Games that look like I should probably be playing them:
  • World of Warcraft (PC) - although if I try this one that's probably it for the rest of the list. Not going to happen anytime soon.
  • Fahrenheit (PC) - looks like another benchmark game that should be on the list.
  • Shadow of the Colossus (PS2) - benchmark, once again.
  • We Love Katamari (PS2) - the first was a gem so I really "owe it to them" to play the sequel too.
  • Dystopia (PC) - semi-Gibsonian cyberpunk HL2 mod? Why aren't I playing this already? Oh right, no time.
So little time, so many great games.

Guild Wars: Alice in Ascalon

Apparently Alice has a New Year's Resolution to get round to playing Guild Wars. As someone who plays way too many games and is a WOW player, I suspect she will try a bit of PvE, get bored and go back to WOW without really playing enough PvP to get into the game. I could be wrong but that's my prediction right now. In fact, that'd be my prediction for pretty much anyone who's playing a fair amount of WOW already.

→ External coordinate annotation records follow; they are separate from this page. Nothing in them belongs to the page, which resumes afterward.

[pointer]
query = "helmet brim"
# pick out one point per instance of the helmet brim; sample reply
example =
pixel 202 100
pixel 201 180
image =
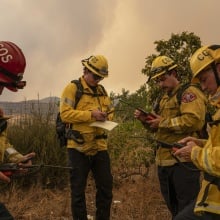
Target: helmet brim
pixel 84 63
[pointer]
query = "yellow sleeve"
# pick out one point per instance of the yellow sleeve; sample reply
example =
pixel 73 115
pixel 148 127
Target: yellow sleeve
pixel 207 158
pixel 7 151
pixel 67 102
pixel 192 113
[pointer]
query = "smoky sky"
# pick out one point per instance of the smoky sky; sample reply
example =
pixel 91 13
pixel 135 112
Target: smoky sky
pixel 55 35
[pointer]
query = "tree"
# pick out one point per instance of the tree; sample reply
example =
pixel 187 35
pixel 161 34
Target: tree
pixel 179 47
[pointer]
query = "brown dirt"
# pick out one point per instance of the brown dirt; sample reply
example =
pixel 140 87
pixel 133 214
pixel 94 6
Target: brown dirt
pixel 135 198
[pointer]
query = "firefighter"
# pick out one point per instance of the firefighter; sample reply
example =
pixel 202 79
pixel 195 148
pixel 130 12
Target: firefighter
pixel 87 145
pixel 179 181
pixel 12 67
pixel 205 65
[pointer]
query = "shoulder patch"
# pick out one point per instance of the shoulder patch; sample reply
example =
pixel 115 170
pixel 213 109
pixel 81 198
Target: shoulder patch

Shame, really. I'm not 100% sure what the ArenaNet guys can do about it - but making the PvP play a bit easier to get into might be a good start. Seems like a bit of a vague recommendation from my ivory tower here - a more concrete suggestion would probably be good. I'll have to think about that one. Definitely a problem though, because the tasty PvP centre of the game is really where it's at but most players don't even try that before the eh-it's-ok PvE on the outside.